On Saturday afternoon, I ventured into Smitty’s Cinema for a viewing of “Lone Survivor”, which is the biopic story of Marcus Luttrell’s team from Navy SEAL Team 10 and their harrowing tale of Operation Red Wings. The movie, directed by Peter Berg, is adapted from Luttrell’s “Lone Survivor” memoir, which was co-authored by Patrick Robinson.
The movie begins with a gaggle of Navy SEALs all hanging around, waiting for their next mission. It is here that we see that not only are these men warriors, but they are also human, with families, girlfriends, and a penchant for teasing the new guy on the team. Within a few minutes, the team is notified that Luttrell, portrayed by (Marky) Mark Wahlberg, LT Michael Murphy (Taylor Kitsch), PO2 Danny Dietz (Emile Hirsch), and PO2 Matthew “Axe” Axelson (Ben Foster) are going to be sent out into the mountains of Afghanistan to search for a suspected Taliban leader Ahmad Shah.
After being dropped off via helicopter, the men navigate the treacherous terrain until they eventually arrive at a spot in which they can view their target. Their problems begin when they have difficulty establishing contact with their headquarters. They are then discovered by a group of goat herders that is sympathetic to the Taliban fighters at the bottom of the hillside. They capture the herders, only to argue over what should be done with them given their situation. LT Murphy makes the command decision to let them go and to retreat back to an area where their radio and satellite phone may work. Before they can make it away, however, a large group of Taliban fighters find them and pin the SEALs down before they can communicate their position.
From this event, Dietz, Axelson, and Luttrell were all awarded the Navy Cross, the Navy’s second highest award for valor. Dietz and Axelson’s awards were posthumous, as both men were killed in the assault. LT Michael Murphy was awarded the Congressional Medal of Honor for his bravery that day, as he knowingly sacrificed his life by placing himself in an open position, exposed to the enemy, to make the call to higher command.
Following the deaths of his teammates, Luttrell, although terribly wounded, managed to make it to a point where peaceful villagers saved and protected him from the Taliban until United States forces rescued him.
This movie is, hands down, the best war movie since “Saving Private Ryan”. Personally, I can’t imagine how someone could live through such an event. Luttrell put it all out there for the common man to see, as if to say, “See, America? This is the type of stuff the military contends with!” I was fortunate enough during my service that I never had to go through any sort of ordeal like the SEALs of Operation Red Wings. I have seen the aftermath of the battles in war, however, and it is hell. There is no glamorization of war in this movie.

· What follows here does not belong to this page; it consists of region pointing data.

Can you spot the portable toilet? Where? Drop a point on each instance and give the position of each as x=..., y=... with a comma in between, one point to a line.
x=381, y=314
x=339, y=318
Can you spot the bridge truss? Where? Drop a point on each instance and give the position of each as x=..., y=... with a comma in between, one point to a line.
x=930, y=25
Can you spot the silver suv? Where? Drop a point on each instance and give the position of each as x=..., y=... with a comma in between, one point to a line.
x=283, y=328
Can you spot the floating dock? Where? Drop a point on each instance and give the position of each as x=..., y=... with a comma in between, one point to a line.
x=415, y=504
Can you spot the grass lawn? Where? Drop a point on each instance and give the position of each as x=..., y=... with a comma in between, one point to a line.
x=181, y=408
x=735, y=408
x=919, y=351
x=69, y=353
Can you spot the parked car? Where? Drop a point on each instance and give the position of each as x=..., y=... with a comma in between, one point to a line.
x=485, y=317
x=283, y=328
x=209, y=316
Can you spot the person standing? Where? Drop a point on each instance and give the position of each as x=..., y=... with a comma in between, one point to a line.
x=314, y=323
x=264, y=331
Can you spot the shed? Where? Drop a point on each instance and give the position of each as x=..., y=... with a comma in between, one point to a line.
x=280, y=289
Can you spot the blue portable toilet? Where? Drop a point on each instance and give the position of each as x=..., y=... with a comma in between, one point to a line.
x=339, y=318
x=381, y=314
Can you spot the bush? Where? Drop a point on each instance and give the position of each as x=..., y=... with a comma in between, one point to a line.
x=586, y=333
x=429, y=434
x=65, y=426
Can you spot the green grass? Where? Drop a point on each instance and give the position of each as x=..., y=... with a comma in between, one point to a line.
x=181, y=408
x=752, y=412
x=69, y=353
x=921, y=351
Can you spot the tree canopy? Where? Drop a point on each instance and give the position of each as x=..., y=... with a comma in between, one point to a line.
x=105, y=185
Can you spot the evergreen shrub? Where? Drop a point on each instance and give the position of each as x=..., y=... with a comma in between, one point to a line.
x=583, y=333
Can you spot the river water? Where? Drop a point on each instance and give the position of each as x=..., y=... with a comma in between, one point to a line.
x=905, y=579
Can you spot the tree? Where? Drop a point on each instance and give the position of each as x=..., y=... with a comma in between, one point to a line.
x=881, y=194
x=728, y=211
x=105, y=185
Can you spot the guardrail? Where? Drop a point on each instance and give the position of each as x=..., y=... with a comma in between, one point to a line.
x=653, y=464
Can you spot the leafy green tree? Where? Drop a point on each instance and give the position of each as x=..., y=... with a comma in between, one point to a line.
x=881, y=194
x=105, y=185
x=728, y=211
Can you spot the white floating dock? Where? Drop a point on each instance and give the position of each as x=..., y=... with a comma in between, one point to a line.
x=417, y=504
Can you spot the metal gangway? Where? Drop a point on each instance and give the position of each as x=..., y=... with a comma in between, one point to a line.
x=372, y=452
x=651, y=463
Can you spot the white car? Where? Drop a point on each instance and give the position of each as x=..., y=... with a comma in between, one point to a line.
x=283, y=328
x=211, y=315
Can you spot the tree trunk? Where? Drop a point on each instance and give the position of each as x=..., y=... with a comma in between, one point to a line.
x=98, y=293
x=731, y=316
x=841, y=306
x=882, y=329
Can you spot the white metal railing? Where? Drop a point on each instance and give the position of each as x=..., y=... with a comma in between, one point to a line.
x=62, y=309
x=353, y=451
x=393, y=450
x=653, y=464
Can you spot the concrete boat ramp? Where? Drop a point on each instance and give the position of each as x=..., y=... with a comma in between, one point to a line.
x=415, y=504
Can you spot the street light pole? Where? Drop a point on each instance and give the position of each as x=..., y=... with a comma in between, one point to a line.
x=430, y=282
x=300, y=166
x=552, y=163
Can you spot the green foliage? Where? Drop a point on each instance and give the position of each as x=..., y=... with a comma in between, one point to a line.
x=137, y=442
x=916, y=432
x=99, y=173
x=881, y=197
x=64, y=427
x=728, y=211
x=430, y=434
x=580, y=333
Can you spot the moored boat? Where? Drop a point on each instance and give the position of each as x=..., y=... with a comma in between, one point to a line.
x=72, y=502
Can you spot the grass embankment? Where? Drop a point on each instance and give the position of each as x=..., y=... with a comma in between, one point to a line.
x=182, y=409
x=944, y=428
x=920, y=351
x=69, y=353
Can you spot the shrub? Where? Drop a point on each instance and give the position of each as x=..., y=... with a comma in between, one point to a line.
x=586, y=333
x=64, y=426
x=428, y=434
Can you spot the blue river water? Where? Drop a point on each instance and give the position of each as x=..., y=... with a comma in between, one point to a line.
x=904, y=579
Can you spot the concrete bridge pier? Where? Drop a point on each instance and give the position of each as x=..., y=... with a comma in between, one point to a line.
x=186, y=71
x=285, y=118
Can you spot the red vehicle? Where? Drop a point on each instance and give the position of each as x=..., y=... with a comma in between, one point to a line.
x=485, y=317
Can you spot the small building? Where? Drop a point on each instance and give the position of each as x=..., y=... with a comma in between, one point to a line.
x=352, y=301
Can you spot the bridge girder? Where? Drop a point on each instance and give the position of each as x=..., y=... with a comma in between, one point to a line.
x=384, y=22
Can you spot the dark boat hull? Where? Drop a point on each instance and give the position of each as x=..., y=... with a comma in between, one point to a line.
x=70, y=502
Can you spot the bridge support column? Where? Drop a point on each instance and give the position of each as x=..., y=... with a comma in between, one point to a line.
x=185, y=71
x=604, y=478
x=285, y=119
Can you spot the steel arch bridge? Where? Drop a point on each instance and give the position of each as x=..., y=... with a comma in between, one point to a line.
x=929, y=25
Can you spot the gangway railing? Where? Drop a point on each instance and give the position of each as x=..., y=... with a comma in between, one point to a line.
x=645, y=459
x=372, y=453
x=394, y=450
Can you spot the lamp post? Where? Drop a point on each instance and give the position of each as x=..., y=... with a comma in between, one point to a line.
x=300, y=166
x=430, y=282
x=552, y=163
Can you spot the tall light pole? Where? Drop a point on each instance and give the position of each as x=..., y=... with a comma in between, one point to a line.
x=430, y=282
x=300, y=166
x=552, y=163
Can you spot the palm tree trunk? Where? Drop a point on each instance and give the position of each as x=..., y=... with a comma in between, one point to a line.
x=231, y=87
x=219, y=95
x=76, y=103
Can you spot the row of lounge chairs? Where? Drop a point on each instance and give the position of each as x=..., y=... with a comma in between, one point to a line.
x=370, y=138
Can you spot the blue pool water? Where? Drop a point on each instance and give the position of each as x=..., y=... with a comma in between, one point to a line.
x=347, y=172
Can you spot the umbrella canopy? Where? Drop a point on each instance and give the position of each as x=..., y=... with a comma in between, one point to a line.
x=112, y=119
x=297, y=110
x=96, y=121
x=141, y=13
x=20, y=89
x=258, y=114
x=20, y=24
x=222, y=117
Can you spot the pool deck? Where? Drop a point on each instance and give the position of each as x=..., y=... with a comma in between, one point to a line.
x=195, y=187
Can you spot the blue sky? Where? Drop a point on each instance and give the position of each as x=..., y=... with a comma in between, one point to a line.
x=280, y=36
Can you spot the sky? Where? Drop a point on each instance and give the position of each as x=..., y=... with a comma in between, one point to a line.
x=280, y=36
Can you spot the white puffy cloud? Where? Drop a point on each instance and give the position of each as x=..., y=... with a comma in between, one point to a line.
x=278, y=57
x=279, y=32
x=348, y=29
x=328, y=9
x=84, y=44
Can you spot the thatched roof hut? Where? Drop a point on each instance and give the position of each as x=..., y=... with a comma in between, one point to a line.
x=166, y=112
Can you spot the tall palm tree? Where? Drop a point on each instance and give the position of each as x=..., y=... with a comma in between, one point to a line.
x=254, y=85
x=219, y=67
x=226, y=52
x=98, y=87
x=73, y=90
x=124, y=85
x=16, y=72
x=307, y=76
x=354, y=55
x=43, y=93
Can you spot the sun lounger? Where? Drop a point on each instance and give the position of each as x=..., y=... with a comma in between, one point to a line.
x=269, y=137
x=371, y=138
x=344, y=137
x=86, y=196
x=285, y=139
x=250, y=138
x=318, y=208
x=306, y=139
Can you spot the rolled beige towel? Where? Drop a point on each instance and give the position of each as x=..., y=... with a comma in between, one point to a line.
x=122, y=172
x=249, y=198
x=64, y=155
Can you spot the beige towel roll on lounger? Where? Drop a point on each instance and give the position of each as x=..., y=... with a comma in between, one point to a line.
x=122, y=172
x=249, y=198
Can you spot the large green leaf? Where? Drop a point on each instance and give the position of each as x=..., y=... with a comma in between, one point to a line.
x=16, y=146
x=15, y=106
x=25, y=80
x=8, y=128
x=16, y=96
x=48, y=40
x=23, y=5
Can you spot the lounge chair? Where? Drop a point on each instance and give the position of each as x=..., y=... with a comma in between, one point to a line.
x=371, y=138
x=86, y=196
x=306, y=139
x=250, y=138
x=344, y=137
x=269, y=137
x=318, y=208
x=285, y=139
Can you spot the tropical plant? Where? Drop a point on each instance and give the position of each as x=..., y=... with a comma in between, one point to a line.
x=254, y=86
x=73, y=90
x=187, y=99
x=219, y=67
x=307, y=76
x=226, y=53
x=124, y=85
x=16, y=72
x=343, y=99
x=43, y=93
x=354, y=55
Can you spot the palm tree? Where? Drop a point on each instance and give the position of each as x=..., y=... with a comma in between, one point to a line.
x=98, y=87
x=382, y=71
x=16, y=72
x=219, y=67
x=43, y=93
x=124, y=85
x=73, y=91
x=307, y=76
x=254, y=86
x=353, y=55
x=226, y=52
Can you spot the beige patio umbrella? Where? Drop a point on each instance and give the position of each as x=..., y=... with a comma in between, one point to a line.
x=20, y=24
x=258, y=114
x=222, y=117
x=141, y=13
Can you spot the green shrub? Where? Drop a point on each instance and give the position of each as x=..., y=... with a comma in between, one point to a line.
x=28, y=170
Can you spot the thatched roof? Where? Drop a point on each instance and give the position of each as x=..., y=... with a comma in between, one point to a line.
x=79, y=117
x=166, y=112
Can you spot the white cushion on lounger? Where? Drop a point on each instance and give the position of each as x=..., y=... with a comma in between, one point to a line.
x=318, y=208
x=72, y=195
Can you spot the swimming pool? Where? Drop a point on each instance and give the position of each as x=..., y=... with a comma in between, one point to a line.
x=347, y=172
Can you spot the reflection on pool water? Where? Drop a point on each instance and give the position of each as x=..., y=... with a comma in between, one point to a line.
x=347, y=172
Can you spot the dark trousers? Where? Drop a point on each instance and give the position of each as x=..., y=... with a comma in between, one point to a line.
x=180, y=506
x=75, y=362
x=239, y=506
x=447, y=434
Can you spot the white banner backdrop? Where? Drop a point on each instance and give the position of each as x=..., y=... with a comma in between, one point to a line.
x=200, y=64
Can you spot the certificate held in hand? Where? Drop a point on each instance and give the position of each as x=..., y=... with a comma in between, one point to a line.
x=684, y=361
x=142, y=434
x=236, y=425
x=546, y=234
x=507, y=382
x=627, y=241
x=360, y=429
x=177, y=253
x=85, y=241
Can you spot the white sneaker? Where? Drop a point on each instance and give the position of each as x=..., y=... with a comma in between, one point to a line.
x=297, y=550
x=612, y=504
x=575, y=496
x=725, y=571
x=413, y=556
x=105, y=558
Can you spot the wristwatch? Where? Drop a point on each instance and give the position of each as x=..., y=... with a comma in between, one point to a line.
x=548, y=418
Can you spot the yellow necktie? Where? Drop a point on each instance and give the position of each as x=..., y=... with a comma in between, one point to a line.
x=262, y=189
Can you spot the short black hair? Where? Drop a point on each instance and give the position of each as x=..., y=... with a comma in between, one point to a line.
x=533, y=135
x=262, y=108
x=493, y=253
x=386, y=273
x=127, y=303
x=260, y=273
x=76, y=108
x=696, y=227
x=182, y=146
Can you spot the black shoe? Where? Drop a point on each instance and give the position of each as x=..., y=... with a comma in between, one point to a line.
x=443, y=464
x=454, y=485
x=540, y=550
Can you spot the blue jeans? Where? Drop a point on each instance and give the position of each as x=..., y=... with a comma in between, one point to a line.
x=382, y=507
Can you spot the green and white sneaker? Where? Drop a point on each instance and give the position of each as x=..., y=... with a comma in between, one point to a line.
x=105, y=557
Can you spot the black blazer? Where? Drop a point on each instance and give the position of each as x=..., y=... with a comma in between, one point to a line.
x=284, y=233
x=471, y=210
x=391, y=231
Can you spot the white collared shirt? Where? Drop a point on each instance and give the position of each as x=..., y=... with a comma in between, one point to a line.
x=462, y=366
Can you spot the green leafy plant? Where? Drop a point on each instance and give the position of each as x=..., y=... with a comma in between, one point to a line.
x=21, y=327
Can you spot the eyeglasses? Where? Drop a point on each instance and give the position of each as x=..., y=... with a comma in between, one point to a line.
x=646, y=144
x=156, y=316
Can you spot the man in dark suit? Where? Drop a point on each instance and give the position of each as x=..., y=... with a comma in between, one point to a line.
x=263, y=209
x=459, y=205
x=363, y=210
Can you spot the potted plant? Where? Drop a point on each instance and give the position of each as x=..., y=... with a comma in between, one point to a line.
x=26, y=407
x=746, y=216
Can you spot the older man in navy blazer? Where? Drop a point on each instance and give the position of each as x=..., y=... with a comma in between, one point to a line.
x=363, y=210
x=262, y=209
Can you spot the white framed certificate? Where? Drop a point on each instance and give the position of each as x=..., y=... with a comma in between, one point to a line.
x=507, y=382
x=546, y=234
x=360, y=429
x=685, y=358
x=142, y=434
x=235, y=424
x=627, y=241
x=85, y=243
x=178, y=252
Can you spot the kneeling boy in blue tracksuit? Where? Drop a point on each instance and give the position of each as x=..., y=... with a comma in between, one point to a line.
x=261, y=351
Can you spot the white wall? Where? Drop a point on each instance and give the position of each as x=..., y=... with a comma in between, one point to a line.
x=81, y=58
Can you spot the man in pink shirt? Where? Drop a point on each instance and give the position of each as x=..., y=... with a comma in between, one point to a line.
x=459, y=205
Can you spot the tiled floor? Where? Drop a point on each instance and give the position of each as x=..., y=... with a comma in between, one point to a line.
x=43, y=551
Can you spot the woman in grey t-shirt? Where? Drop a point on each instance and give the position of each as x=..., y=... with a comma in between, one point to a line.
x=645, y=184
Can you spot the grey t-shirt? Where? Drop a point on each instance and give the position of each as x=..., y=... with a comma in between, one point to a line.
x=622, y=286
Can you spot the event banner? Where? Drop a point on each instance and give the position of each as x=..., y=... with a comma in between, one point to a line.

The movie is rated R for language and violence. I almost brought my 14-year-old daughter to see this with me, but afterwards, I was glad I didn’t. Some kids can handle the type of brutal violence that this movie contains, but most can’t. This is a movie based on real events and sticks close enough to the story that Luttrell himself makes an appearance at the beginning of the film.